L'errore da non fare
Non usare bacche ancora rosse o semi-mature. Il mirto deve essere completamente blu-nero al tatto e morbido, altrimenti la macerazione estrarrà sapori aspri e ancora acerbi. Inoltre, non accelerare la macerazione alzando la temperatura: il calore degrada i polifenoli e il liquore diventa piatto e sgradevole. Infine, non saltare la filtrazione: bacche lasciate a contatto con l'alcol per mesi causano degradazione e odori indesiderati nel prodotto finito.
I nostri consigli
- Conserva il liquore in bottiglia di vetro scuro, tappata bene, in un luogo fresco e asciutto. Si mantiene intatto per 2-3 anni, a volte di più. Non serve il frigorifero.

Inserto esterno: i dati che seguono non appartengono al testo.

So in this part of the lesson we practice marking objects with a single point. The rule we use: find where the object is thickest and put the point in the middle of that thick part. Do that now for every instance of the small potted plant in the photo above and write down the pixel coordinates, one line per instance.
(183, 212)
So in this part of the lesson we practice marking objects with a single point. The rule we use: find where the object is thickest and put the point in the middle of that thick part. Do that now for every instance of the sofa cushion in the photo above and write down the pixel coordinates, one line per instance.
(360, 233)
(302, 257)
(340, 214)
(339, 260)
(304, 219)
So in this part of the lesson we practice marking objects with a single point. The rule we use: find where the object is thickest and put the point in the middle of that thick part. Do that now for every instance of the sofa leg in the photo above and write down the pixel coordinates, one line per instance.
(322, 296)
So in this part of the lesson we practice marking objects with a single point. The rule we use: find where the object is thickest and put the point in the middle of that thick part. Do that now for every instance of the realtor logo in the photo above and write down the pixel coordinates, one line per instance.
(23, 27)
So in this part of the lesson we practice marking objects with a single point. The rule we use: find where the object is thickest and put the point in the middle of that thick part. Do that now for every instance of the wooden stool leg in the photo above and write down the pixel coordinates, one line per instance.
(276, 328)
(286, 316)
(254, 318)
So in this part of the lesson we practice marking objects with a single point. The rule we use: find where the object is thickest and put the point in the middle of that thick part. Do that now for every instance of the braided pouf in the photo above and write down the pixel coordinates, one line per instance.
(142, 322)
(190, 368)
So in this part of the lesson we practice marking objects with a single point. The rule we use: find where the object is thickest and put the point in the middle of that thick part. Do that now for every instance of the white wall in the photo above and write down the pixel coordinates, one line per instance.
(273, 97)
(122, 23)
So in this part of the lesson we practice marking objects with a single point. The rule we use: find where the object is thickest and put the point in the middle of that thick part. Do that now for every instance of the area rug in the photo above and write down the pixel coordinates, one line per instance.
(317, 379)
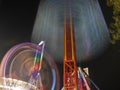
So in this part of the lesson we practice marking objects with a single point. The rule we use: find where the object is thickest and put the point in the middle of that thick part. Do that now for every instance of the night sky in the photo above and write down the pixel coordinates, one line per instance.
(16, 24)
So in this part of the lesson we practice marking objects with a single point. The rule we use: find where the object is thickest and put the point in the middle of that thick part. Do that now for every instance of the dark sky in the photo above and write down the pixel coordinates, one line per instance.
(16, 24)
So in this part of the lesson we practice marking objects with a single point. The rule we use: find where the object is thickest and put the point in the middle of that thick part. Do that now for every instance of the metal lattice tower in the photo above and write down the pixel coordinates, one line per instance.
(70, 67)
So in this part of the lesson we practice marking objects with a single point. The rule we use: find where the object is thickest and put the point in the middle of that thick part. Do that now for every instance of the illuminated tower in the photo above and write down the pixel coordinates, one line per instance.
(70, 67)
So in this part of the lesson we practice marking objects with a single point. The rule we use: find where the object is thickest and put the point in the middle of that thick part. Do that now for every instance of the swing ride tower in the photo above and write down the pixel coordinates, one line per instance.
(70, 67)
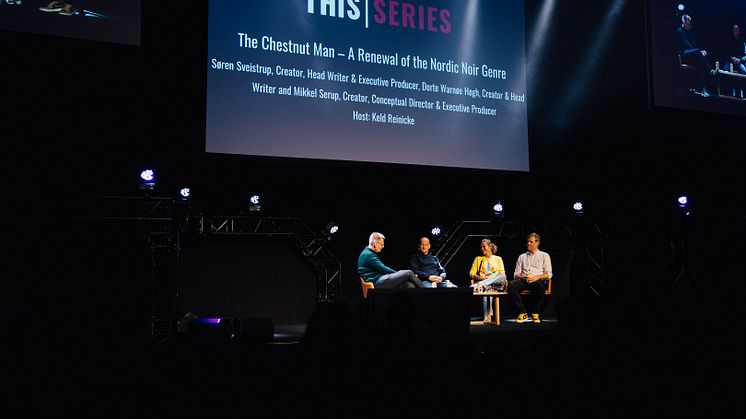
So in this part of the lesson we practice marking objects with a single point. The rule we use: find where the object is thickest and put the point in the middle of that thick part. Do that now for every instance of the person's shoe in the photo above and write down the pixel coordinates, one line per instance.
(53, 6)
(67, 10)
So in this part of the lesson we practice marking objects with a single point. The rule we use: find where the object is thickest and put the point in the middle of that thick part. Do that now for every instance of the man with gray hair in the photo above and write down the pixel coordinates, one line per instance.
(371, 269)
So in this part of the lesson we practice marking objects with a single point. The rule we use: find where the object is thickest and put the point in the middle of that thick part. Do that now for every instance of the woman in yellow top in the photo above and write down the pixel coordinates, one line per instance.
(488, 273)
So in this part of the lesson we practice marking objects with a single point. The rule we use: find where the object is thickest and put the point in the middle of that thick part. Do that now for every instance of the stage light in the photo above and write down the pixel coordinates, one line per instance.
(331, 228)
(147, 180)
(498, 208)
(255, 203)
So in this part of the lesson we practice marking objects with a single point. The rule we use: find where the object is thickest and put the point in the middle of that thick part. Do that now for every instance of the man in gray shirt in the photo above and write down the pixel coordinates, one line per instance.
(533, 270)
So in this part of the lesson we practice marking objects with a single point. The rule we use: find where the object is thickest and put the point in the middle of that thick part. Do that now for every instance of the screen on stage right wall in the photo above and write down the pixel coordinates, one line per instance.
(698, 55)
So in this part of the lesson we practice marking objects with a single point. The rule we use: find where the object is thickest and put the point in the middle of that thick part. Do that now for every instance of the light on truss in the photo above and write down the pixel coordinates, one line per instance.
(331, 228)
(577, 207)
(147, 179)
(498, 208)
(255, 203)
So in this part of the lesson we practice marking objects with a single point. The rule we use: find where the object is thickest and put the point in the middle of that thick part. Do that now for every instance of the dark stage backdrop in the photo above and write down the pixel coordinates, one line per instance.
(246, 279)
(84, 117)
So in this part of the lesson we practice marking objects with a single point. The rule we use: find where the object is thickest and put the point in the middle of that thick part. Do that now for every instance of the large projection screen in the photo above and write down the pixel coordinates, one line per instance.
(433, 83)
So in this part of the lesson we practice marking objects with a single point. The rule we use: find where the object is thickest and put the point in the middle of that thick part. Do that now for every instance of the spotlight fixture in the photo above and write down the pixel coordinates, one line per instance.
(147, 180)
(331, 228)
(577, 207)
(255, 203)
(684, 204)
(498, 208)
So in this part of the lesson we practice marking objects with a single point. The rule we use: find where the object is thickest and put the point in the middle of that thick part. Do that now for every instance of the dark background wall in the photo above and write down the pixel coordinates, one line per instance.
(82, 117)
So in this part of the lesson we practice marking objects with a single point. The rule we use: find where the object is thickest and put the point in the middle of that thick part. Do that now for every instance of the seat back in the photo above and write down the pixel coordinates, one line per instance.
(547, 292)
(366, 286)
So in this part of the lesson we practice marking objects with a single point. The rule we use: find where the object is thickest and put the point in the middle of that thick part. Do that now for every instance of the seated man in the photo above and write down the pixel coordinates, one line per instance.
(735, 62)
(428, 268)
(371, 269)
(533, 270)
(691, 54)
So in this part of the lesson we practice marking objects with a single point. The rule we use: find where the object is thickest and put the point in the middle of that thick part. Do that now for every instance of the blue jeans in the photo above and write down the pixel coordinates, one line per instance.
(400, 279)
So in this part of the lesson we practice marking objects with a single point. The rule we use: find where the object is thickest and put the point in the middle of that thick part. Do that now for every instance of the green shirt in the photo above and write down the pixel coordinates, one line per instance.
(370, 267)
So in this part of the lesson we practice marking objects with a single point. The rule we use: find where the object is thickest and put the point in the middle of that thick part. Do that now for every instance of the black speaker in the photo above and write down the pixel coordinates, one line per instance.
(224, 330)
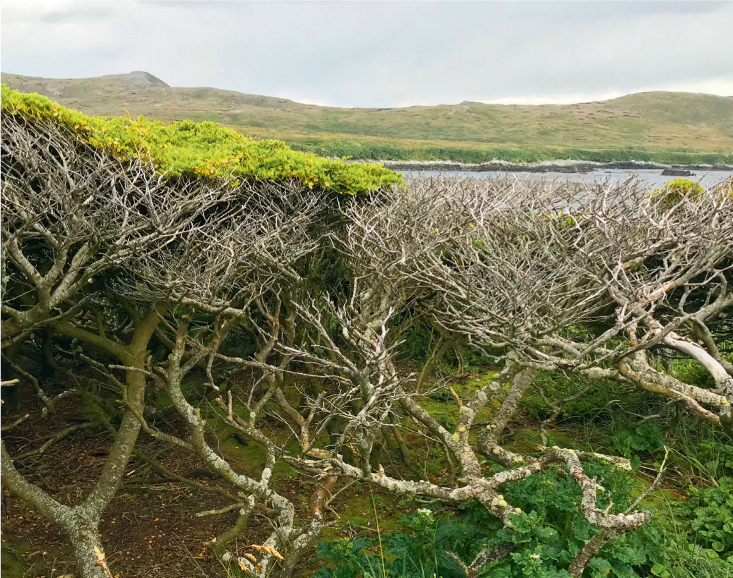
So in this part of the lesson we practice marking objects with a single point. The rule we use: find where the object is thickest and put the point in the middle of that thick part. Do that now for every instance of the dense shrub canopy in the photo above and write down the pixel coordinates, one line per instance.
(203, 149)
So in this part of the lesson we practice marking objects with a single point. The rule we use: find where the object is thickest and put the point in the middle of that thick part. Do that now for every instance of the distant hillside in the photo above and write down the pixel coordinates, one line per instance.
(652, 121)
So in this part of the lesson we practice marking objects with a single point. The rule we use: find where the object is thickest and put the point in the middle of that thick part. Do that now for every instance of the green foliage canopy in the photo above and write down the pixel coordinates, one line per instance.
(204, 149)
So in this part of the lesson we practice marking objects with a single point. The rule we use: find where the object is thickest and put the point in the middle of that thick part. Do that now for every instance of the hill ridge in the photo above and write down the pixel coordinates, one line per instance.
(651, 120)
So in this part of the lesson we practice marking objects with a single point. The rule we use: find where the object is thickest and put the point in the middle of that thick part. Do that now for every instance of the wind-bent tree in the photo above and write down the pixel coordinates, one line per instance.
(75, 222)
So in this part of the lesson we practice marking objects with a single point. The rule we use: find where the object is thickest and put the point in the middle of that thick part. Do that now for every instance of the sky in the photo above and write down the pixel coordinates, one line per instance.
(382, 54)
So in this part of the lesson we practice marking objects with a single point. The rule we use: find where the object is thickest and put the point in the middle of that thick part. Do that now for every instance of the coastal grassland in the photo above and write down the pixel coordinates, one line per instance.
(203, 149)
(657, 126)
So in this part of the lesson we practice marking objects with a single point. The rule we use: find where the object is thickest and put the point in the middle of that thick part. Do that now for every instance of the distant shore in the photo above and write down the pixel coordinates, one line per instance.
(541, 167)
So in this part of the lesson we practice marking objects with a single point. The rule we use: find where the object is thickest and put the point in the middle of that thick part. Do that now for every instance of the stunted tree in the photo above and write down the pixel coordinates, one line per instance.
(81, 228)
(519, 268)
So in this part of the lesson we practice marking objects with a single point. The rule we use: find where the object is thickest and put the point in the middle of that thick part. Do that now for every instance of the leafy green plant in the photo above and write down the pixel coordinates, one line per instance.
(422, 552)
(545, 537)
(710, 514)
(550, 531)
(204, 149)
(645, 438)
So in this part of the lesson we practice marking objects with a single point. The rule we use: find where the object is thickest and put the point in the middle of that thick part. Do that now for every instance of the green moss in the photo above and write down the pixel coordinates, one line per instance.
(204, 149)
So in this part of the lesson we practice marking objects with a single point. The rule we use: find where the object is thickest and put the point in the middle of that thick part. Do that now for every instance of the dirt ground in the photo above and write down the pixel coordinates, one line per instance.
(151, 528)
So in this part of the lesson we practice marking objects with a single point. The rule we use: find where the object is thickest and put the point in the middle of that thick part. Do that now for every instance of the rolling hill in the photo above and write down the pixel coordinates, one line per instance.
(653, 121)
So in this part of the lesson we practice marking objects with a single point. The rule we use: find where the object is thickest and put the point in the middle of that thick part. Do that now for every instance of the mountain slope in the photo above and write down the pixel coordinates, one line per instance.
(648, 121)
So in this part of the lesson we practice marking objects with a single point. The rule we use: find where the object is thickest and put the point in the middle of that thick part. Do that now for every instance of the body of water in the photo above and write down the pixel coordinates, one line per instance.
(652, 176)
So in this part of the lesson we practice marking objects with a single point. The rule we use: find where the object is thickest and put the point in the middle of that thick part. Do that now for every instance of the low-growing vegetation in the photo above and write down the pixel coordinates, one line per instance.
(234, 373)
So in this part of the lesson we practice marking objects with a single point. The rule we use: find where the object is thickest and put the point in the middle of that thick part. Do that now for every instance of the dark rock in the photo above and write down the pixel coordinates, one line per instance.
(677, 173)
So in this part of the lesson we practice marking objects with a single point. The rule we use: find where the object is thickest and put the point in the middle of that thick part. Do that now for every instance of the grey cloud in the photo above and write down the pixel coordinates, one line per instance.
(387, 53)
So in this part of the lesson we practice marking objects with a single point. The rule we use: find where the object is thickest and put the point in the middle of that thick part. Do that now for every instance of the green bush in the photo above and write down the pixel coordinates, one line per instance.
(204, 149)
(710, 515)
(546, 537)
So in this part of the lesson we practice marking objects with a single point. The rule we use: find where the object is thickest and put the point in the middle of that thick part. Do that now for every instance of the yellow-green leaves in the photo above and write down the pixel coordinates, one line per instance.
(204, 149)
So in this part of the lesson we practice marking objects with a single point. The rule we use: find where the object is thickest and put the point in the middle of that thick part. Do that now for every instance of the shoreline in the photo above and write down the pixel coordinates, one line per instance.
(541, 167)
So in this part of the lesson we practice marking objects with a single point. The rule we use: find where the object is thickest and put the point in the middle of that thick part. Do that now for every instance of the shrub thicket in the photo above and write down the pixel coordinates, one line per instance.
(203, 149)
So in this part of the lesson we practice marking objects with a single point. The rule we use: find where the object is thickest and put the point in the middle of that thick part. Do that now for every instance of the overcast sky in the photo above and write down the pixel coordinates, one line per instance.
(383, 53)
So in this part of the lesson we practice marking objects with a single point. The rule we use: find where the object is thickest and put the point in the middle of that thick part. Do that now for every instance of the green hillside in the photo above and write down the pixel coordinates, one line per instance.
(652, 122)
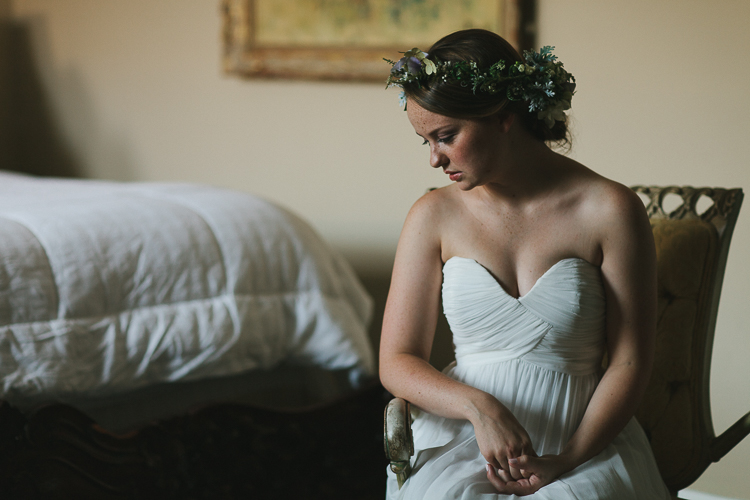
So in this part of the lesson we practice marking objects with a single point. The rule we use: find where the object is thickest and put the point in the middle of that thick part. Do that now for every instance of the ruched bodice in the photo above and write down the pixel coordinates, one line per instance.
(539, 355)
(558, 324)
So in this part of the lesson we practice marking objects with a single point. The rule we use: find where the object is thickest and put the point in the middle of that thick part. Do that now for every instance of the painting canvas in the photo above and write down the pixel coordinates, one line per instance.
(347, 39)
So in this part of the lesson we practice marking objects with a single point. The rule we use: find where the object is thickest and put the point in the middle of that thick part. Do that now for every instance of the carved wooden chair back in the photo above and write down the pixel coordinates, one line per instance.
(691, 250)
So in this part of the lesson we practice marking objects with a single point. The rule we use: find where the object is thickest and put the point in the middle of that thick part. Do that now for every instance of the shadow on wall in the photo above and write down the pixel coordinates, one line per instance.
(30, 141)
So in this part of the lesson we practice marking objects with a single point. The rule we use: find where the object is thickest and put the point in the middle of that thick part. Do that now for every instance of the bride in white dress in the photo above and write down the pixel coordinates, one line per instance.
(544, 266)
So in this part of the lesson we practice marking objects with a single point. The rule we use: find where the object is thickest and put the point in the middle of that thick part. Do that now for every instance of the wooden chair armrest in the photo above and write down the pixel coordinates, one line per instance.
(397, 438)
(729, 438)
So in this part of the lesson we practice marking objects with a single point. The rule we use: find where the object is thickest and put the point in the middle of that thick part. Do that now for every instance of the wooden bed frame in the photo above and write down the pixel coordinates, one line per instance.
(221, 451)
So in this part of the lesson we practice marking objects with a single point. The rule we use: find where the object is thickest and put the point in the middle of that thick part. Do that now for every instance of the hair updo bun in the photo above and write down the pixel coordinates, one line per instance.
(450, 98)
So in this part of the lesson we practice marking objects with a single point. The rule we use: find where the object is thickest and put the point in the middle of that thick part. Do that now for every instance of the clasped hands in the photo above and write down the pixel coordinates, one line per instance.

- Se non trovi bacche di mirto fresche, puoi usare quelle surgelate senza scongelare: il risultato è altrettanto buono.
- Per un liquore meno dolce, riduci lo zucchero a 200 g. Per uno più vellutato, aumenta a 300 g. Il gusto cambia, prova secondo i tuoi gusti.
- Puoi personalizzare aggiungendo durante la macerazione una stecca di vaniglia, qualche grano di pepe nero o 2-3 chiodi di garofano per note speziate diverse.
- Servi il liquore puro in bicchierini da digestivo, freddo dal freezer per 10 minuti prima di servire, oppure a temperatura ambiente. Non serve ghiaccio.
Quando prepararla
Il periodo ideale per raccogliere e preparare il liquore di mirto è da agosto a settembre, quando le bacche raggiungono la massima maturità. La macerazione si completa verso ottobre-novembre, quindi il liquore è pronto per le cene invernali e per regalarlo durante le festività. Se non trovi bacche fresche in autunno, puoi surgelarle e macerare successivamente.
Domande frequenti
- Posso usare alcol alimentare 90° al posto di 95°? Sì, funziona altrettanto bene. Semplicemente il liquore finale avrà un titolo leggermente inferiore. Evita alcoli sotto i 70°, non estraggono bene i sapori.
- Il liquore diventa sempre scuro o rimane rosso? Diventa rosso porpora scuro durante la macerazione. Se rimane troppo chiaro dopo 40 giorni, le bacche non erano abbastanza mature.
- Devo aggiungere conservanti? No, l'alcol già conserva naturalmente la bevanda. Se temi muffe o sedimenti, filtra bene e usa solo bottiglie sterilizzate.
- Come bere il liquore di mirto? In bicchierino da digestivo dopo i pasti, puro, a temperatura ambiente. Dosi di 30-40 millilitri a persona.